Fig. 5. — **Identification of sulfopeptide artifacts from silver- and Coomassie Blue-stained gels of *E. coli* total cell lysate (TCL).** a, silver- (*left lane*) and Coomassie Blue (*right lane*)-stained gels. b, scatter plot distribution of ion intensities for the peptides identified from silver- and Coomassie band-stained band 1 (shown in a). c, reconstructed ion chromatogram of m/z 869.36 from silver- and Coomassie Blue-stained gel bands. The m/z 869.36 ion was undetectable in the Coomassie Blue-stained sample. d, first generation (MS²) product ion spectrum of m/z 869.36. e, second generation (MS³) product ion spectrum of m/z 829.38 obtained from precursor m/z 869.36.

DISCUSSION

In this study, we report the identification of sulfation as a chemical modification artifact introduced during silver staining of proteins separated by polyacrylamide gel electrophoresis. The analysis of enolase, ERK1, and proteins from bacterial cell lysates derived from silver-stained gels all showed several peptides presenting a +80-Da modification on Ser, Thr, and Tyr residues. Sulfated peptides were not found in samples derived from Coomassie Blue-stained gels. The occurrence of this artifact is of particular concern for studies requiring the identification of protein phosphorylation sites using silver-stained gels, and appropriate staining procedures must be used to avoid ambiguous assignment.
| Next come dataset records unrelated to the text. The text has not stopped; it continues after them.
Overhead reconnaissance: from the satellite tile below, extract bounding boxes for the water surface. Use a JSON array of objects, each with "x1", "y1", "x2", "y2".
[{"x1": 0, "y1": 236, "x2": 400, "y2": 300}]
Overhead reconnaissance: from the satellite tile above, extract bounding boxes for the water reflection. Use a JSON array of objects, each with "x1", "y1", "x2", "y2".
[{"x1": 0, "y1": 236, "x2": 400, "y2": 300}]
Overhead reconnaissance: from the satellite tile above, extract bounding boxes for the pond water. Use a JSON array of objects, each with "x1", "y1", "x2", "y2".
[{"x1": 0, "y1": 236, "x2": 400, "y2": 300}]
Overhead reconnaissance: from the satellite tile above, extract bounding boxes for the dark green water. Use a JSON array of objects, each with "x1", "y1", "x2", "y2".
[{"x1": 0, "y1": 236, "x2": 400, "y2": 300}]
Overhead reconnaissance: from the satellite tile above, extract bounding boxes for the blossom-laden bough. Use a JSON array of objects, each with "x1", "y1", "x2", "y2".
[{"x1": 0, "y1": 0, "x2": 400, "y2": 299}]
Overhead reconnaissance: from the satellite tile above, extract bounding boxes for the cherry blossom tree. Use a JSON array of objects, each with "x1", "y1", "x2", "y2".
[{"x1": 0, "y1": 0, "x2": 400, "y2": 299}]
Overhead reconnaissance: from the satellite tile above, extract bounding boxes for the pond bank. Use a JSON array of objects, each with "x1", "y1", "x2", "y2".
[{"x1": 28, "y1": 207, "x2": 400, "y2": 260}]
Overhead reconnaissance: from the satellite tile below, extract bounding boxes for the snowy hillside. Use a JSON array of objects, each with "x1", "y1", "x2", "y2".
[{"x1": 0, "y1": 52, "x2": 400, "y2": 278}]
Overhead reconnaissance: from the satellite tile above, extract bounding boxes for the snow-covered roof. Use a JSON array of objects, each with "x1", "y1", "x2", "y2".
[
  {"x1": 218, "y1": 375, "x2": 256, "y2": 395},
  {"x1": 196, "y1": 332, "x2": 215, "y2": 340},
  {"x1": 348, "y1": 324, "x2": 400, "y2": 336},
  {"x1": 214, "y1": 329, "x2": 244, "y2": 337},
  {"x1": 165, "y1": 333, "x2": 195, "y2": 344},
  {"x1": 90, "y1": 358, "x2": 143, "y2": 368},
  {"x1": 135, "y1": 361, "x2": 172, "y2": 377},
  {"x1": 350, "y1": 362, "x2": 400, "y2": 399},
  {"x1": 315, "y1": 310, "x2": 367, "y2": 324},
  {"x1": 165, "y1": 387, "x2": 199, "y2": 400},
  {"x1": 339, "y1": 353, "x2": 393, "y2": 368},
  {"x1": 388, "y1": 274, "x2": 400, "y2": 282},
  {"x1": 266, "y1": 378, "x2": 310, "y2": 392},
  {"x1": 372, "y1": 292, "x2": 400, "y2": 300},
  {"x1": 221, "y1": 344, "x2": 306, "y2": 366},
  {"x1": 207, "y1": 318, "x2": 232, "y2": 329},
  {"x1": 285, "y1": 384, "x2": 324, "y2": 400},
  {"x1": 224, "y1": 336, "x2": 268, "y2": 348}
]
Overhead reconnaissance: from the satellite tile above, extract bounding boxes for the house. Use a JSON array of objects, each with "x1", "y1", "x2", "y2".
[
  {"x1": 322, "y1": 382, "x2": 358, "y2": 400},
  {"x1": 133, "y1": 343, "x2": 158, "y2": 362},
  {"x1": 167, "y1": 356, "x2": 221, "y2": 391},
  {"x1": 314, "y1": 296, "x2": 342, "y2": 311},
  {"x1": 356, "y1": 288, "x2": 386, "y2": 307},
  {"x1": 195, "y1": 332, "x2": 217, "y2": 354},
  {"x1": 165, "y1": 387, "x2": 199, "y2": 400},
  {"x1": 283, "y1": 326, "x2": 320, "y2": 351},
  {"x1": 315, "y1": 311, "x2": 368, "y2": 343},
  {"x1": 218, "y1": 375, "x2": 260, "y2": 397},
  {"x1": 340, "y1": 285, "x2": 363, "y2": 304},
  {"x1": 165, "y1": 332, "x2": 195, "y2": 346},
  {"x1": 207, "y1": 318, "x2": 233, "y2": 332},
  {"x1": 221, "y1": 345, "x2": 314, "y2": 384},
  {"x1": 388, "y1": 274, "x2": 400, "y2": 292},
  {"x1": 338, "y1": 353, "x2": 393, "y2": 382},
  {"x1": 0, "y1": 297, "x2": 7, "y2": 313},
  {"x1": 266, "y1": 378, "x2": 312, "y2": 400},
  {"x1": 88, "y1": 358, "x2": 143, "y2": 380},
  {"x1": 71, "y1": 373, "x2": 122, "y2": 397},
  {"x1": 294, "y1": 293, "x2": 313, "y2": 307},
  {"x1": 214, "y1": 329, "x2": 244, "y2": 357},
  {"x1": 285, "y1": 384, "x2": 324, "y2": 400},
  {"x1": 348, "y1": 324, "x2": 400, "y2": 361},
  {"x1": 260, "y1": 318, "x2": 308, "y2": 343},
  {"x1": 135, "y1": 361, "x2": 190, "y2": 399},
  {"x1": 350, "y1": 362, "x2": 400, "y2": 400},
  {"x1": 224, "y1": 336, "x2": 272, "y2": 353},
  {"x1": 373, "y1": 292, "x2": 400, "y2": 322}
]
To identify and characterize post-translational modifications of specific proteins, most proteomics laboratories require high resolution separation methods, such as one- or two-dimensional polyacrylamide gel electrophoresis in combination with mass spectrometry. Sensitive gel staining methods enabling the detection of proteins present at low nanogram levels are necessary for most proteomics applications (38). For this purpose, silver staining is a versatile and MS-compatible method providing low nanogram detection sensitivity (21). We have shown that sulfation of specific residues does occur during the silver staining procedure due to sodium thiosulfate, a reducing agent used to sensitize the gel prior to the addition of silver nitrate, thus enhancing the sensitivity and contrast of the staining (39). Formaldehyde, an alternative reagent commonly used in silver staining, generates intramolecular cross-links, leading to low peptide recovery for MS analysis. Formaldehyde also gives rise to formylation artifacts on lysine residues (24). The chemistry of silver staining is well understood and is mediated through the binding of silver ions to amino acid side chains containing sulfhydryl and carboxyl groups with subsequent reduction to free metallic silver under alkaline conditions (39–41). In addition, the terminal sulfur atom of sodium thiosulfate has a high affinity for soft metals such as silver and forms a reactive metallic intermediate (42). Accordingly we propose that, during the staining procedure, the interaction of silver ions with sodium thiosulfate might activate this reducing reagent prior to subsequent nucleophilic reactions with free hydroxyl groups of Ser, Thr, and Tyr residues. A proposed mechanism is presented in Fig. 6. As a result, this reaction would promote the chemical modification of residues through sulfation while forming a stable Ag₂S complex necessary for visualizing gel-separated protein bands.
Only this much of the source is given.